Studies reporting the extra-hepatic manifestations of HEV infection, both acute and chronic, explain a link mainly due to the temporal association between the infection and other symptoms onset, after excluding the other possible etiologies that may cause the manifestations (2).
In vitro studies have demonstrated a direct neurotropism of HEV, with the ability to infect neurologic tissues (7,20). This is supported by the fact that HEV RNA had been isolated from the cerebrospinal fluid (CSF) of affected patients, and it was found to be different from the ones seen in the serum at the same time point, suggesting the presence of certain neurotropic variants (21). A second hypothesis could be the ability of the virus to acquire host RNA sequences, thereby the property to infect multiple cell types including neurons (7). However, Guillain-Barrè syndrome and neuralgic amyotrophy, whose association with HEV has been proved, are thought to be dysimmune entities, even when associated to other known infectious agent. Some strains of HEV seem to have the property to produce certain antigens which in turn leads to autoimmune inflammatory polyneuropathy via molecular mimicry (21,22).

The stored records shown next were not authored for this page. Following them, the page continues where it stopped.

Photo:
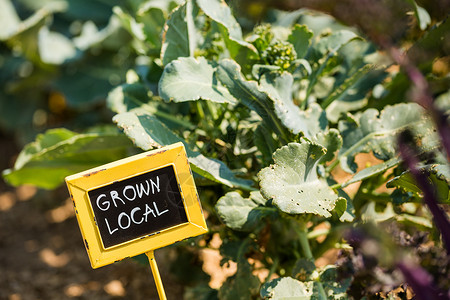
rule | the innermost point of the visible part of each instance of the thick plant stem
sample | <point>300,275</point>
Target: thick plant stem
<point>304,243</point>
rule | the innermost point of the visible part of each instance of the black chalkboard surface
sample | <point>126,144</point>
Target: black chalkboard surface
<point>138,206</point>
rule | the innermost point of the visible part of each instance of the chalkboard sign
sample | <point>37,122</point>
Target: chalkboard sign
<point>137,204</point>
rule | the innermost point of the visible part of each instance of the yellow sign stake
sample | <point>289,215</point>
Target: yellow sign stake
<point>156,276</point>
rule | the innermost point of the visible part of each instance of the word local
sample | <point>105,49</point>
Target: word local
<point>138,214</point>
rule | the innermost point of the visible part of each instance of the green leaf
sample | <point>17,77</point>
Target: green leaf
<point>331,43</point>
<point>369,213</point>
<point>438,176</point>
<point>9,20</point>
<point>377,132</point>
<point>244,214</point>
<point>249,94</point>
<point>373,170</point>
<point>292,181</point>
<point>352,94</point>
<point>54,48</point>
<point>130,96</point>
<point>221,13</point>
<point>127,97</point>
<point>279,88</point>
<point>265,142</point>
<point>179,36</point>
<point>331,140</point>
<point>241,286</point>
<point>23,37</point>
<point>300,38</point>
<point>421,14</point>
<point>60,152</point>
<point>147,132</point>
<point>91,83</point>
<point>303,269</point>
<point>346,85</point>
<point>334,288</point>
<point>187,79</point>
<point>287,288</point>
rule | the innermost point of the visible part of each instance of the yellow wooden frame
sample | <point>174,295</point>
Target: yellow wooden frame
<point>79,185</point>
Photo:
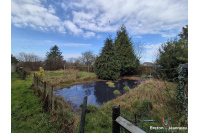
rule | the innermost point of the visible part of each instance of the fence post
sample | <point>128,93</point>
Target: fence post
<point>82,124</point>
<point>37,80</point>
<point>115,114</point>
<point>34,78</point>
<point>52,98</point>
<point>45,86</point>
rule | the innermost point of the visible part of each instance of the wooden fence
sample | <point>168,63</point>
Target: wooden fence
<point>83,68</point>
<point>147,70</point>
<point>47,91</point>
<point>48,94</point>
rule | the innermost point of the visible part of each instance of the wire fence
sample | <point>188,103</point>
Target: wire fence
<point>120,114</point>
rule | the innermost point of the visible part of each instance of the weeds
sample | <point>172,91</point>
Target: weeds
<point>149,101</point>
<point>110,84</point>
<point>68,77</point>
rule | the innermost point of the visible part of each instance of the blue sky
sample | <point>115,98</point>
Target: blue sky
<point>76,26</point>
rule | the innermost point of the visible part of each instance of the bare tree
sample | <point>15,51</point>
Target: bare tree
<point>30,61</point>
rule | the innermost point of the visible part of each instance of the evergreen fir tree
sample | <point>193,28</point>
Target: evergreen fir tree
<point>124,45</point>
<point>107,65</point>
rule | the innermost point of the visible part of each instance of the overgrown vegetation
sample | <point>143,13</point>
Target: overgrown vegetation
<point>116,92</point>
<point>181,94</point>
<point>171,54</point>
<point>110,84</point>
<point>126,88</point>
<point>54,59</point>
<point>68,77</point>
<point>150,100</point>
<point>118,58</point>
<point>28,114</point>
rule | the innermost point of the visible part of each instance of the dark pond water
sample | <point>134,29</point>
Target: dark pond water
<point>98,92</point>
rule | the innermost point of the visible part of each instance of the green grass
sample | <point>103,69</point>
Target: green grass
<point>110,84</point>
<point>152,103</point>
<point>68,77</point>
<point>26,108</point>
<point>126,88</point>
<point>116,92</point>
<point>27,114</point>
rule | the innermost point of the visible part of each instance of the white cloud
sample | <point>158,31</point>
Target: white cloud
<point>88,34</point>
<point>74,45</point>
<point>32,13</point>
<point>87,17</point>
<point>67,56</point>
<point>140,17</point>
<point>137,36</point>
<point>150,52</point>
<point>72,27</point>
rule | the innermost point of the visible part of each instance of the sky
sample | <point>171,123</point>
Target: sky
<point>76,26</point>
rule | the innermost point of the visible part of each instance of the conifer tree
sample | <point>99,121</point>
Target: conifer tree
<point>54,59</point>
<point>129,62</point>
<point>107,65</point>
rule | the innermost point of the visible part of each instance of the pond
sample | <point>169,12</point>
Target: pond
<point>98,92</point>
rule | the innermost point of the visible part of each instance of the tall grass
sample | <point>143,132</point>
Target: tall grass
<point>29,115</point>
<point>68,77</point>
<point>150,100</point>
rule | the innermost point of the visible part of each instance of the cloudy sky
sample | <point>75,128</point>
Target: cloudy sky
<point>76,26</point>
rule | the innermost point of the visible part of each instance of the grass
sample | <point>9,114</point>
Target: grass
<point>126,88</point>
<point>116,92</point>
<point>27,112</point>
<point>150,100</point>
<point>110,84</point>
<point>68,77</point>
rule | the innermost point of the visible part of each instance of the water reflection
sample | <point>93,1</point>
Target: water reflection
<point>98,92</point>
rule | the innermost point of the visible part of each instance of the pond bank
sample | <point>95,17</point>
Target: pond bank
<point>98,92</point>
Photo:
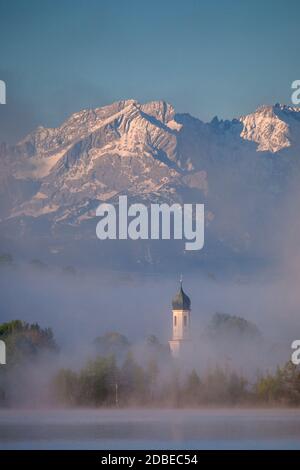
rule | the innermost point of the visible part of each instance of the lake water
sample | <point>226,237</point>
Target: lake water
<point>150,429</point>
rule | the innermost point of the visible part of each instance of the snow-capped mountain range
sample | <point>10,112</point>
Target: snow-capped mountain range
<point>58,176</point>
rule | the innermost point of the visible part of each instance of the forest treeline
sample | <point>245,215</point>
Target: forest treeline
<point>118,375</point>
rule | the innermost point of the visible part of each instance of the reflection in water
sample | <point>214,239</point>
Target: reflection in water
<point>150,429</point>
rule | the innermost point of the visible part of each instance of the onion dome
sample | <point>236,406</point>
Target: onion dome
<point>181,301</point>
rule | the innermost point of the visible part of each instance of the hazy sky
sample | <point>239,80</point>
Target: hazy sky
<point>206,57</point>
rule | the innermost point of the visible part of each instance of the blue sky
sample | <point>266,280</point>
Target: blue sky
<point>216,57</point>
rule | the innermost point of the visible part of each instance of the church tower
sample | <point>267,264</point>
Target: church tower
<point>181,321</point>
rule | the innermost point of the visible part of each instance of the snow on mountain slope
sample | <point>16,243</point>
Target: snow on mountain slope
<point>271,127</point>
<point>148,151</point>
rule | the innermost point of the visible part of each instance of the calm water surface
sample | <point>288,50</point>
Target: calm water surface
<point>150,429</point>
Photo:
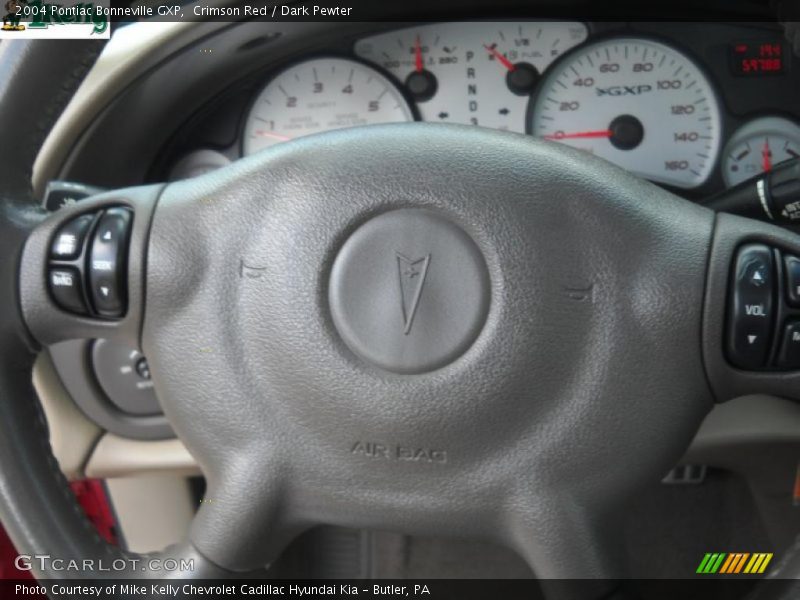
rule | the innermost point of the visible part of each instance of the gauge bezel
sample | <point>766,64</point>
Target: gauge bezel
<point>628,34</point>
<point>280,68</point>
<point>741,133</point>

On the other hand, facial nerve palsy is frequently idiopathic, and when symptomatic may be caused by latent herpes viruses (herpes simplex, herpes zoster) reactivated from cranial nerve ganglia, or associated with bacterial infection (Borrelia Brurgdorferi), or with autoimmune diseases with a supposed cell-mediated autoimmune mechanism against myelin basic protein.
Both mechanism could be the basis of the association of HEV infection and facial nerve palsy.
Understanding pathophysiology underling the disease could be important for many aspects: the variability of the disease, association with particular environmental factors, possible predisposition features, prognosis and recovery. Moreover, the viral hypothesis concerning the etiology of idiopathic peripheral facial nerve palsy, implies that combined treatment with a glucocorticoid drug and a virostatic drug might be beneficial.
References
20. Kamar N., Abravanel F., Lhomme S., Rostaing L., Izopet J. Hepatitis E virus: Chronic infection, extra-hepatic manifestations, and treatment. Clin. Res. Hepatol Gastroenterol. 2014;39:1-8.
21. Kamar N., Izopet J., Cintas P., Garrouste C., Uro-Coste E., Cointault O., Rostaing L. Hepatitis e virus-induced neurological symptoms in a kidney-transplant patient with chronic hepatitis: Case report. Am. J. Transpl. 2010;10:1321-1324
22. McLean B.N., Gulliver J., Dalton H.R. Hepatitis E virus and neurological disorders. Pr. Neurol. 2017;17:282-288.